Markets were relatively quiet yesterday as the data reinforced speculation that the Federal Reserve may be able to cut rates this year.
Recurring applications for jobless benefits rose to the highest level since the end of 2021, a potential warning sign that it is taking longer for unemployed to find a job. This data is notoriously volatile but offers evidence that the economy is moving in the direction that the Federal Reserve desires.
Factory orders, which also are volatile, unexpectedly declined in May and both wholesale and retail inventories rose more than expected.
Changing topics, Goldman Sachs writes that this month’s selling in the tech sector is on track to be the largest on record going back in data since 2017. This is in sharp contrast to the record inflows seen into tech-related funds last week.

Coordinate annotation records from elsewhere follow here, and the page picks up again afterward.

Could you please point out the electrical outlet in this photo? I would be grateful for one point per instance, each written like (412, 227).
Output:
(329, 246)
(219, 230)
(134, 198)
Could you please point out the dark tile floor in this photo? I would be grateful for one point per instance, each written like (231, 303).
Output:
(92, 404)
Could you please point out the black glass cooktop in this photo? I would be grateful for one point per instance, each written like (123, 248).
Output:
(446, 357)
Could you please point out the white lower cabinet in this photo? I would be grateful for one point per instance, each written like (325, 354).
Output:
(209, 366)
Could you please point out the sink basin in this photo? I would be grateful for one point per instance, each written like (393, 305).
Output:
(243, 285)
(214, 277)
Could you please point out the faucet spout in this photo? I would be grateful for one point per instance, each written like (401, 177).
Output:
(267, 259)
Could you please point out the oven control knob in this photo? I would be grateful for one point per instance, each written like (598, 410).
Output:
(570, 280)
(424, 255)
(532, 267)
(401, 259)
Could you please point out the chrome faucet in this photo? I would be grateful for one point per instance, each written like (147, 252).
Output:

The markets perhaps got a taste of what a reckoning for NVDA might look like when the chipmaker, seemingly out of the blue, plunged 13% over the span of just three days, erasing $430 billion in market value.
The shares have snapped back on Tuesday and Wednesday recouping about half of their losses.
Markets were quiet perhaps ahead of the debate, a debate that has a gazillion potential plausible outcomes. Treasuries rallied across the spectrum on the data ahead of today’s monthly PCE data.
Last night the foreign markets were up. London was up 0.59%, Paris down 0.24% and Frankfurt up 0.68%. China was up 0.71%, Japan up 0.61% and Hang Seng up 0.01%.
Dow and NASADQ futures are flat and up 0.35%, respectively ahead of today’s release of the monthly PCE or inflation data. The 10-year is off 5/32 to yield 4.30%. It appears there is no reaction to last night’s debate, the outcome of which may be debated for many years.